= Edmund A. Sargus =

American politician

Edmund A. Sargus, Sr. (June 27, 1911 - March 4, 1967) was an Ohio senator.

==Biography==
He was born in Bellaire, Ohio on June 27, 1911, the son of Emily and Frank Sargus, both immigrants from Lebanon. Sargus was educated at the University of Notre Dame, where he received his undergraduate degree in 1932 and his law degree in 1950.

Sargus was elected to the Ohio Senate in 1960 and served through 1966. He was coauthor of a number of bills enacted into law, including a requirement that all new cars sold in Ohio include seat belts. He also championed the effort to require coal mining companies engaged in surface or strip mining to restore the land disturbed by these activities. Sargus was elected probate and juvenile judge of Belmont County, Ohio in 1966. After only four weeks in this position he died of a heart attack on March 4, 1967.

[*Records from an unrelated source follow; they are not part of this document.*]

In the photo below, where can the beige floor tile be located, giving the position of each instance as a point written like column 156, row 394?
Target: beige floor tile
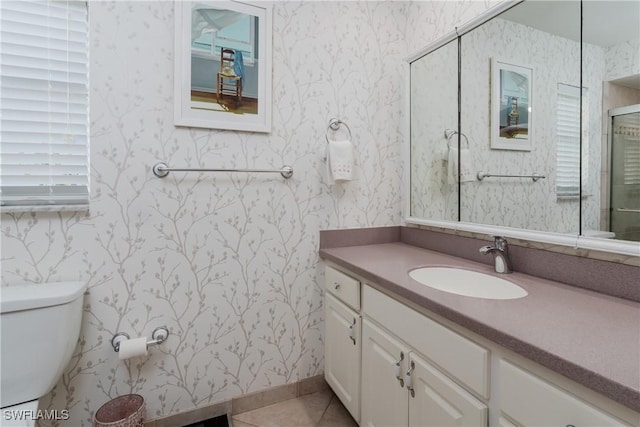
column 305, row 411
column 336, row 415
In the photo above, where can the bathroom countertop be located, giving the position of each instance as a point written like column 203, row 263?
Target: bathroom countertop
column 592, row 338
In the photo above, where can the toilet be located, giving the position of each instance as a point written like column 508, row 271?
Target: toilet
column 40, row 325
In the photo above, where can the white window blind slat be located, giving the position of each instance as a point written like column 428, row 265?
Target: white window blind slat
column 568, row 140
column 44, row 121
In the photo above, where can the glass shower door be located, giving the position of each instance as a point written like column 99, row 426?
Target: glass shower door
column 625, row 173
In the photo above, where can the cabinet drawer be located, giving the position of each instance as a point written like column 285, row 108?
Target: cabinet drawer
column 529, row 400
column 456, row 355
column 345, row 288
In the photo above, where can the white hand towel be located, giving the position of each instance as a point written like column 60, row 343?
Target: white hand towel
column 339, row 161
column 466, row 169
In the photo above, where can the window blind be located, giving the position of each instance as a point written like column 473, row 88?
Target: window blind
column 44, row 141
column 568, row 140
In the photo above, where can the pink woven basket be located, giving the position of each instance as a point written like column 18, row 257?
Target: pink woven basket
column 123, row 411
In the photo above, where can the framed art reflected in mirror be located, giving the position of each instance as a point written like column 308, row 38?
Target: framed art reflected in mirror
column 511, row 95
column 223, row 65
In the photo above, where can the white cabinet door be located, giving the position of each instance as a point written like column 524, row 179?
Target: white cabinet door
column 384, row 398
column 437, row 401
column 342, row 353
column 531, row 401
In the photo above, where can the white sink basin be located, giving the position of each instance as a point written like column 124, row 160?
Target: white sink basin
column 466, row 282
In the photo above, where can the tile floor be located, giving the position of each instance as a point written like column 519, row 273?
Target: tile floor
column 320, row 409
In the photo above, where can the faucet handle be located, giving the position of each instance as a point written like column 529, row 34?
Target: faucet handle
column 500, row 242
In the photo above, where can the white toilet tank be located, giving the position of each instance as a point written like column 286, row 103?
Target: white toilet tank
column 40, row 325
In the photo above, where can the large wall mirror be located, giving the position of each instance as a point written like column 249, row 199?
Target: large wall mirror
column 547, row 142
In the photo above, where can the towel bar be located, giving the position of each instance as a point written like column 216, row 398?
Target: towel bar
column 535, row 177
column 161, row 170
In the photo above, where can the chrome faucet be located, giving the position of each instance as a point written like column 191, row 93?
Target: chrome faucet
column 500, row 252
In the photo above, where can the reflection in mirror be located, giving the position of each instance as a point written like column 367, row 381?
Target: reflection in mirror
column 434, row 140
column 539, row 41
column 611, row 150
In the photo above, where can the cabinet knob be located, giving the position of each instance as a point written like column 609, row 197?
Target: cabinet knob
column 408, row 381
column 352, row 332
column 398, row 372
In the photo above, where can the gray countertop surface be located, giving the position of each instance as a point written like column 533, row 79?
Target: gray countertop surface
column 592, row 338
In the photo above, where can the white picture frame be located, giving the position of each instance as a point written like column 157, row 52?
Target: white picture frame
column 200, row 34
column 511, row 106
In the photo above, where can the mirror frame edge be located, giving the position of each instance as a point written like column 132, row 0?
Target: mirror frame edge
column 577, row 241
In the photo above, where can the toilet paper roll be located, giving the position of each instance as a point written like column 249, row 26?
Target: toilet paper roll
column 135, row 347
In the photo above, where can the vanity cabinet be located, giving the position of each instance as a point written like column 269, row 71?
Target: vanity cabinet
column 342, row 344
column 528, row 400
column 392, row 365
column 400, row 387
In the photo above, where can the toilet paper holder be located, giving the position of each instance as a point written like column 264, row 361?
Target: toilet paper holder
column 158, row 336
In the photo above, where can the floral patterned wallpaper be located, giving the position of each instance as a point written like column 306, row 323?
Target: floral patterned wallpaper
column 227, row 261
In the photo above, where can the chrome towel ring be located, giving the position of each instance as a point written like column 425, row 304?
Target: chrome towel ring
column 334, row 125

Because of his concern for juveniles, a multi-county juvenile detention facility located in St. Clairsville, Ohio was named in his honor. Sargus married Anne Elizabeth Kearney in 1946. The two met while Sargus was stationed in Newport, Rhode Island during World War II. Sargus attained the rank of Lieutenant Commander during his service. The couple had three children, Anne (Varian), a professor at the University of Akron, Joan (Donald) a guidance counsellor in the Northern Local School District in Perry County, Ohio and Edmund A. Sargus, Jr., who is a United States District Judge for the Southern District of Ohio and is married to Jennifer Sargus, who is a judge of the Belmont County Court of Common Pleas in St. Clairsville, Ohio.